The paper, titled “Data Consistent Deep Rigid MRI Motion Correction,” was recently awarded best oral presentation at the Medical Imaging with Deep Learning conference (MIDL) in Nashville, Tennessee. The method computationally constructs a motion-free image from motion-corrupted data without changing anything about the scanning procedure. “Our aim was to combine physics-based modeling and deep learning to get the best of both worlds,” Singh says.
The importance of this combined approach lies within ensuring consistency between the image output and the actual measurements of what is being depicted, otherwise the model creates “hallucinations” — images that appear realistic, but are physically and spatially inaccurate, potentially worsening outcomes when it comes to diagnoses.
Procuring an MRI free of motion artifacts, particularly from patients with neurological disorders that cause involuntary movement, such as Alzheimer’s or Parkinson’s disease, would benefit more than just patient outcomes. A study from the University of Washington Department of Radiology estimated that motion affects 15 percent of brain MRIs. Motion in all types of MRI that leads to repeated scans or imaging sessions to obtain images with sufficient quality for diagnosis results in approximately $115,000 in hospital expenditures per scanner on an annual basis.

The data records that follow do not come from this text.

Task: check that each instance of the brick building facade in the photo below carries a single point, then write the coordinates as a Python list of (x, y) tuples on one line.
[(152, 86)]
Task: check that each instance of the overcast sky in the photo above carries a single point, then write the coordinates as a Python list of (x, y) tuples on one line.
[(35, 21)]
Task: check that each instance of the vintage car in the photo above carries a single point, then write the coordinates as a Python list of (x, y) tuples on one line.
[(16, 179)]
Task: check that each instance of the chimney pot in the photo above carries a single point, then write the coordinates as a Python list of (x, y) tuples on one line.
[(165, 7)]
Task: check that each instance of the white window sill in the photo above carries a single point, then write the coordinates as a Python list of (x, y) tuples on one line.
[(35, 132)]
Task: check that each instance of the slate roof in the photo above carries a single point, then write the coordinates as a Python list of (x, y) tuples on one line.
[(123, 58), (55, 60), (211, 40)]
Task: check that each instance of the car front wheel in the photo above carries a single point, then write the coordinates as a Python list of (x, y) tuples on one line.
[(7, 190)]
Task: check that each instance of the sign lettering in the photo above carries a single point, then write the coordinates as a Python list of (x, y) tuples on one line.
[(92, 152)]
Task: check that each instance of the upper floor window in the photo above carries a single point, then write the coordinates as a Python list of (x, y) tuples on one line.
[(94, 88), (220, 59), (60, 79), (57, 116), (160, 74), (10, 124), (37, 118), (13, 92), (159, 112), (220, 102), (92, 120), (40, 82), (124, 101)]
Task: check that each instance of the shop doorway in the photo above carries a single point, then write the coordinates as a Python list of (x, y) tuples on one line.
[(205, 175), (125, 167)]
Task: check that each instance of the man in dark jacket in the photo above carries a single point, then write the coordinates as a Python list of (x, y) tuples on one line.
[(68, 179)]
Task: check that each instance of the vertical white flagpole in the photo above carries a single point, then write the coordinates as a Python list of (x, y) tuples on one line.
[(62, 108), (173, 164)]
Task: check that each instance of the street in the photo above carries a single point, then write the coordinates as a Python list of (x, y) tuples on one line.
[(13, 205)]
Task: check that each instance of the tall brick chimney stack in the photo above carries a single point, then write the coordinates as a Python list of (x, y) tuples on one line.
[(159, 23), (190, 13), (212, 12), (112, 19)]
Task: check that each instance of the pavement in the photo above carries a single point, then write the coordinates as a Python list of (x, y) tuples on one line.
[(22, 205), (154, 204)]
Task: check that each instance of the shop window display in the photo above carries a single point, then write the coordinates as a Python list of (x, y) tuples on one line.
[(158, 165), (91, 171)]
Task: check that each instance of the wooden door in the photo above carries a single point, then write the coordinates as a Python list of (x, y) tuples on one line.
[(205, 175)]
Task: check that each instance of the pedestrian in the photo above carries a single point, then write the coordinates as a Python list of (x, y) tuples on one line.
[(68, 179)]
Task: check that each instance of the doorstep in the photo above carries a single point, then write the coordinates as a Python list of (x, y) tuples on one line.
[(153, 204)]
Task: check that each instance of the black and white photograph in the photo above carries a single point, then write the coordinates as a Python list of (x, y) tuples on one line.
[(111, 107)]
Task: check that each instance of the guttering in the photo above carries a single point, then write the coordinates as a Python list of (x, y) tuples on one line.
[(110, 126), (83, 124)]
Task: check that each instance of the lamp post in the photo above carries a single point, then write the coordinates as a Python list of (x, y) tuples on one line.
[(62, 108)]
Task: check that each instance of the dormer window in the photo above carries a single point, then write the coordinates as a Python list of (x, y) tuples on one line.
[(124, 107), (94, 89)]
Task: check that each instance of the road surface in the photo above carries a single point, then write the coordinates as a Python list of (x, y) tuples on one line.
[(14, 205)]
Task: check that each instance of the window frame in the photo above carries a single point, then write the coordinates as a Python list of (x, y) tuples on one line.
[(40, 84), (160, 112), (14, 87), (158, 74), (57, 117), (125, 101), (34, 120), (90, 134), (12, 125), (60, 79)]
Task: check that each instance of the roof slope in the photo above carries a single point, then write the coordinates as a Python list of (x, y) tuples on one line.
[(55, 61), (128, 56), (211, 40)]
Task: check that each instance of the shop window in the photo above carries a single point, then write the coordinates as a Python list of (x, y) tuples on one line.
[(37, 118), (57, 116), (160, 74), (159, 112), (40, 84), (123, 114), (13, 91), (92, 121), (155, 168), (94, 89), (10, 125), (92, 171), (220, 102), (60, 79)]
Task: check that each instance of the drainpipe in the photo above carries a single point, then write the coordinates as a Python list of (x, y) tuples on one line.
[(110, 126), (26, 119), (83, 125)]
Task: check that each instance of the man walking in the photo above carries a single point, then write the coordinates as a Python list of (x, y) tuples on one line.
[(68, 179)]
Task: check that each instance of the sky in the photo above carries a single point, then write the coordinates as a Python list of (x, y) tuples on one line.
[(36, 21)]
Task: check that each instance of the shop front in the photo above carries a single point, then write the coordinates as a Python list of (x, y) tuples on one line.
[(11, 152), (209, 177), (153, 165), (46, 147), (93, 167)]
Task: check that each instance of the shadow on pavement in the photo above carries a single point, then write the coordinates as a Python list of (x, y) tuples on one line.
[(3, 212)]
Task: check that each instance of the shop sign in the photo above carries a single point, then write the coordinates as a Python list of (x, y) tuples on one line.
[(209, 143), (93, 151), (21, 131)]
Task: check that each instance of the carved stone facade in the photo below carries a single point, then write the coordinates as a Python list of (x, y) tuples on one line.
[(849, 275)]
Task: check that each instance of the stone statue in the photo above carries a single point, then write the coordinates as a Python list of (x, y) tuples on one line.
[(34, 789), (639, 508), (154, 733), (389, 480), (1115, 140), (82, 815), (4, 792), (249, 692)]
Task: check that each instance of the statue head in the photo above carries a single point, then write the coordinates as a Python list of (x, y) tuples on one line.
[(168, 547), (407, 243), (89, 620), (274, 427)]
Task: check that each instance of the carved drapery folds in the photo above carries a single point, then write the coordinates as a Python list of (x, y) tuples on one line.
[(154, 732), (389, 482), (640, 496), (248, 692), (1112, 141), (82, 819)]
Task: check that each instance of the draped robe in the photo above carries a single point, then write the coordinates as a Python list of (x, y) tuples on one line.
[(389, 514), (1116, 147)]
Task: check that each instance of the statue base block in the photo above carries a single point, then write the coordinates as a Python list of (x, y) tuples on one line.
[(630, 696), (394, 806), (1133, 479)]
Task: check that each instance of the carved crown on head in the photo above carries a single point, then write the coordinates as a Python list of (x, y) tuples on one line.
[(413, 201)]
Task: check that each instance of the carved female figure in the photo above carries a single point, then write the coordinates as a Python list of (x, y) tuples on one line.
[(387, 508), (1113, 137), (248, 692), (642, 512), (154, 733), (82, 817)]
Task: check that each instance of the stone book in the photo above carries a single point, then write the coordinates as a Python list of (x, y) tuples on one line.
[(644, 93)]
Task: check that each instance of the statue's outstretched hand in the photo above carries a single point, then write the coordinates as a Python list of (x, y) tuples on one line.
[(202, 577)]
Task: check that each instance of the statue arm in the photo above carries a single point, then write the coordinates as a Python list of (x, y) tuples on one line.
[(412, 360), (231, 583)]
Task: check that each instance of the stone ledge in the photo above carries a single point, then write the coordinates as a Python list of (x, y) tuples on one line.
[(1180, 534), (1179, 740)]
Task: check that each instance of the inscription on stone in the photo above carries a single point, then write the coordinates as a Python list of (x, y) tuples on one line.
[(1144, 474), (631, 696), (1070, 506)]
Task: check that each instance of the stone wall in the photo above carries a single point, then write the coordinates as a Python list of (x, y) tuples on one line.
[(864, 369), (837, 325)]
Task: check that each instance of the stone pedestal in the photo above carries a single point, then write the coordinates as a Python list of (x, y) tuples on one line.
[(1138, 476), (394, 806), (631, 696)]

According to Singh, future work could explore more sophisticated types of head motion as well as motion in other body parts. For instance, fetal MRI suffers from rapid, unpredictable motion that cannot be modeled only by simple translations and rotations.
“This line of work from Singh and company is the next step in MRI motion correction. Not only is it excellent research work, but I believe these methods will be used in all kinds of clinical cases: children and older folks who can't sit still in the scanner, pathologies which induce motion, studies of moving tissue, even healthy patients will move in the magnet,” says Daniel Moyer, an assistant professor at Vanderbilt University. “In the future, I think that it likely will be standard practice to process images with something directly descended from this research.”
Co-authors of this paper include Nalini Singh, Neel Dey, Malte Hoffmann, Bruce Fischl, Elfar Adalsteinsson, a core faculty member at the Institute for Medical Engineering and Science (IMES), Robert Frost, Adrian Dalca and Polina Golland, a member of the IMES affiliate faculty. This research was supported in part by GE Healthcare and by computational hardware provided by the Massachusetts Life Sciences Center. The research team thanks Steve Cauley for helpful discussions. Additional support was provided by NIH NIBIB, NIA, NIMH, NINDS, the Blueprint for Neuroscience Research, part of the multi-institutional Human Connectome Project, the BRAIN Initiative Cell Census Network, and a Google PhD Fellowship.